Saturday, July 23, 2016

Responding to Customers During a Crisis

Southwest Airlines is my favorite airline and I'm a fairly outspoken about it. When a technology malfunction grounded around a thousand flights this past week and delayed hundreds more, it affected thousands of people flying across the country. When something this catastrophic happens, a crisis management plan is implemented. They have to get things back up and running first; not only the planes, but their website was down during a particularly good sale. As they are working on the technology side, their communications groups go to work. 

Southwest took to social media with videos explaining what was going on. One particularly informative Q&A posed questions that a lot of customers had on their minds, not just lobbed softballs for the COO. There are multiple posts giving customers information and although the comments are mixed, you can tell the loyal customers; the customers that have made Southwest Airlines the 7th most admired company in the world according to Forbes Magazine.

Let's face it, unforeseen things happen. They happen to good people and good companies, but if you communicate how things will be rectified for customers and how things will be fixed, the reputation that you've built with your company will continue to stand through thick and thin.

Friday, June 3, 2016

Work-Life Balance

Back in college, all-nighters were a regular occurrence. One time in particular, there was a party Saturday night. It was Friday night and the only thing standing between me and that party was a 20-page paper and one night do it. Of course the professor had given me more than one night to do it, and of course there was Sunday, but I made a deadline and decided I was going to do it within the 10 hours overnight at the library. With half an hour to spare, I completed the paper (and ended up with an A- on the paper).

When I joined the workforce full-time, there were a few of those overnights to meet a proposal deadline. They were a badge of honor, a physical act to show the company how dedicated I was. If I were to do that today, I'd be looked at as crazy. Pushing yourself to be better, achieving aggressive goals, competing with your co-workers to be the best.... all can be positive things if you're working towards them with an appropriate work-life balance.

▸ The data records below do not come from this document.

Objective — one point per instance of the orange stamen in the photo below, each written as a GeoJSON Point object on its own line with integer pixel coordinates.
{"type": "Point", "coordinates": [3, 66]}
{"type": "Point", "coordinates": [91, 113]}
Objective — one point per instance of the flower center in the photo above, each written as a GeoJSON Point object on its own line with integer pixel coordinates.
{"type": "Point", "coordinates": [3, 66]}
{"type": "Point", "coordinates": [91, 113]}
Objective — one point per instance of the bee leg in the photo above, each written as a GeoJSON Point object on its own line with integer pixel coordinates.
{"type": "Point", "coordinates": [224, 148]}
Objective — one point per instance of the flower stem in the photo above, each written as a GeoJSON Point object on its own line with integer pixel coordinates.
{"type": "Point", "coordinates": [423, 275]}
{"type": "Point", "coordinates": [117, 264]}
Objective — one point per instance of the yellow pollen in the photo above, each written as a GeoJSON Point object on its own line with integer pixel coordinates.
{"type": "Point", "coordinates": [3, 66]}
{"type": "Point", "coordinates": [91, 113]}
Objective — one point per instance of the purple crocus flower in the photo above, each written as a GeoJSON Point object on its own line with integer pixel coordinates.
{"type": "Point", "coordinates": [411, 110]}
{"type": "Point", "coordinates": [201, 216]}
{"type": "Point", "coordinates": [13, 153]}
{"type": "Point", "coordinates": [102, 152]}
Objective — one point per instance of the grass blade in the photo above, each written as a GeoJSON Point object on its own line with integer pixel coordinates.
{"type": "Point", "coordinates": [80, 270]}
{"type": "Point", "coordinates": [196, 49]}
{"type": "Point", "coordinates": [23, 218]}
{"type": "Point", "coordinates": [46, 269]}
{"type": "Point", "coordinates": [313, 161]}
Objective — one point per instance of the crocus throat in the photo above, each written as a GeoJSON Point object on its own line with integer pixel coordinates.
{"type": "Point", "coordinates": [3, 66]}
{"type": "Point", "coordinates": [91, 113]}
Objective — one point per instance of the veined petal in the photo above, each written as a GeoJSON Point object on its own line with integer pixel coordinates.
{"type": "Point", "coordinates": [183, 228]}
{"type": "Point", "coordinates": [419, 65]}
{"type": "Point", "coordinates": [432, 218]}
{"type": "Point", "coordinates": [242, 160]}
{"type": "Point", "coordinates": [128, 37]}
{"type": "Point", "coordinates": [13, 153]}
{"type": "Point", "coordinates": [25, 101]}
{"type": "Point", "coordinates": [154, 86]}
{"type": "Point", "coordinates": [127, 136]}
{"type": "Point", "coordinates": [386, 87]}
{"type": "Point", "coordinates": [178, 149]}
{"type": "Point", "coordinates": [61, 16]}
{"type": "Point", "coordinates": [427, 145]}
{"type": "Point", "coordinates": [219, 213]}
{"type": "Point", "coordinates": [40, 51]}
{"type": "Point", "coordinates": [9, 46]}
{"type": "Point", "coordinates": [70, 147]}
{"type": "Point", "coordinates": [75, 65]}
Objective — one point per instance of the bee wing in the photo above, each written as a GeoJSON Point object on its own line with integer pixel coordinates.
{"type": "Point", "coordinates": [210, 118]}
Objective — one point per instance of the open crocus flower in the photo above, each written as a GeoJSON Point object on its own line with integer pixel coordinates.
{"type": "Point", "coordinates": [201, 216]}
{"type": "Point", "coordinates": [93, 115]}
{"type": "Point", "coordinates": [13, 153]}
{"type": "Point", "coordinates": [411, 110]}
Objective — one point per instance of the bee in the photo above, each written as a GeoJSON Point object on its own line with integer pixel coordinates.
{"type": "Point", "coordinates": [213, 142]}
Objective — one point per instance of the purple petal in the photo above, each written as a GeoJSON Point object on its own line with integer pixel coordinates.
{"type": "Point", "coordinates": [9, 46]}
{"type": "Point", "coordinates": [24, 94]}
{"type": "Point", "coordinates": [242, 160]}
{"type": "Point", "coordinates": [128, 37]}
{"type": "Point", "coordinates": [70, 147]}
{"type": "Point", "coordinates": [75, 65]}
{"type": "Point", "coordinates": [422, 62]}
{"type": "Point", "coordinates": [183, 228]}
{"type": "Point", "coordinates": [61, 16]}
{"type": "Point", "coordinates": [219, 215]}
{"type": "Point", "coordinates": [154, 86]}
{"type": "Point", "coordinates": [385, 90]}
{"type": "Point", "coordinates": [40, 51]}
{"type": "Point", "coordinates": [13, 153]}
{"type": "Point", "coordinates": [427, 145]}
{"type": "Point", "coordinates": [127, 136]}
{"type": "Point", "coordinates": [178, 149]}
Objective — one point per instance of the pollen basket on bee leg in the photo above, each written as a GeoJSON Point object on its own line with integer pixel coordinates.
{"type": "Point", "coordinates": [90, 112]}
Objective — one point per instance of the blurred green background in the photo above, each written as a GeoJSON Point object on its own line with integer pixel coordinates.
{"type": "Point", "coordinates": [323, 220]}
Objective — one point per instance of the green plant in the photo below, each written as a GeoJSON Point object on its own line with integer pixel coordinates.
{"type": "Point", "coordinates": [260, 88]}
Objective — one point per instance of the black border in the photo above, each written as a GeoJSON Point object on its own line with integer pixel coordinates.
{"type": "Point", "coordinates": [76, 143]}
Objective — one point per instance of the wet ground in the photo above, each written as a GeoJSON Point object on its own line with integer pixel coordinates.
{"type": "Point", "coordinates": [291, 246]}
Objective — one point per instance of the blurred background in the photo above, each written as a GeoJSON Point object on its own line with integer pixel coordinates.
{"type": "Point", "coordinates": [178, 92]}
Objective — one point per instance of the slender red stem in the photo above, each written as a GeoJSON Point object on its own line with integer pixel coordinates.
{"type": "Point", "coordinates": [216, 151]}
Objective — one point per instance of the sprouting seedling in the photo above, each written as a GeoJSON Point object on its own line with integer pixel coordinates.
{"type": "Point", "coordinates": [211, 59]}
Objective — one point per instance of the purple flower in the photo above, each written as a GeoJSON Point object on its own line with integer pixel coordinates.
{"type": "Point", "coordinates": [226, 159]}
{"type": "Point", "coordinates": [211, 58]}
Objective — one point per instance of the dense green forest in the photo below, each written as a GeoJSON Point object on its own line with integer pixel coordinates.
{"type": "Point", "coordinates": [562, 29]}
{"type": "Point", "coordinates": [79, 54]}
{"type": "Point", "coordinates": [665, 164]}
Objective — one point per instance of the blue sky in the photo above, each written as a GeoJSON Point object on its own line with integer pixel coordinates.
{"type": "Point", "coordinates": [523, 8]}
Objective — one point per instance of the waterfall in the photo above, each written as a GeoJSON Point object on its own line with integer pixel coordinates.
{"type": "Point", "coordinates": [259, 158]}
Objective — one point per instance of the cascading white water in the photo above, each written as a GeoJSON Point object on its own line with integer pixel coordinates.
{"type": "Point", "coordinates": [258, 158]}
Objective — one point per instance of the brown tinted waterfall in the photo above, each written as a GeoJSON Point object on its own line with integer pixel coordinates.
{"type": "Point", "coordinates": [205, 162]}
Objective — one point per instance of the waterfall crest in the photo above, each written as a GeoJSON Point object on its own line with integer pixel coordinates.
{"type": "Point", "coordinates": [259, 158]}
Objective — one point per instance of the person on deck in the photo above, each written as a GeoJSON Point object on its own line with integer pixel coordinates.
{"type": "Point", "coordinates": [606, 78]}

Gone are the days for me where I can even function after less than 5 hours of sleep, let alone an all-nighter. Here are some things I do to maintain a decent work-life balance:
1. I have at least one vacation planned out. By the time I get back into town from vacation, I already have the next locale chosen. This allows me to always have the ability to bring happy thoughts to the forefront of my brain when I need some positivity.
2. I have dramatically cut back on when I check work email. If I'm hanging out with friends and family, the work email doesn't get checked. France is passing a law that makes checking email after hours illegal.
3. By realizing a job is just a job - it's not your entire life - is very important for me to keep in the back of my head. No one company will shut its doors because you took that two-week European vacation or took off work early to see your daughter's dance recital. Work will be there the next day and the next.
4. Find a good stress reliever. After a particularly stressful day at the office, some people use exercise or laughing with friends as a de-stresser. Me? An hour-long session of Grand Theft Auto trying to get four stars as quickly as possible.

Saturday, February 20, 2016

Details Matter, Especially For Nursing Mothers

As an event planner, you try to anticipate the needs of your guests, especially when you're planning an internal meeting with people that you work with regularly. Food allergies, 1 or 2 bed preference, specific drinks... those types of things. Guests will remember the meetings if everything goes right, but the meeting will be positively memorable because of the details.

One of the guests at a meeting I produced in January was a nursing mother. (Side bar here: I am a mother myself, but I did not have the ability to nurse my son and consequently don't really know anything that a nursing mother may need.) She had to check out of her room and come to the meeting, but needed a way to keep her breast milk cold for the remainder of the day, which included the plane ride home. Gary Bruckner, Event Guru at Walt Disney World Swan Resort in Florida, came up with a solution stat: instant ice packs that become cold when you want them too. Gary's very quick thinking gave the guest an immediate viable solution and removed that worry for her.

Although you can't anticipate everything, after reading this anecdote, you'll think of this solution when a nursing guest comes to you for help in the future. Kudos to Gary for the great idea!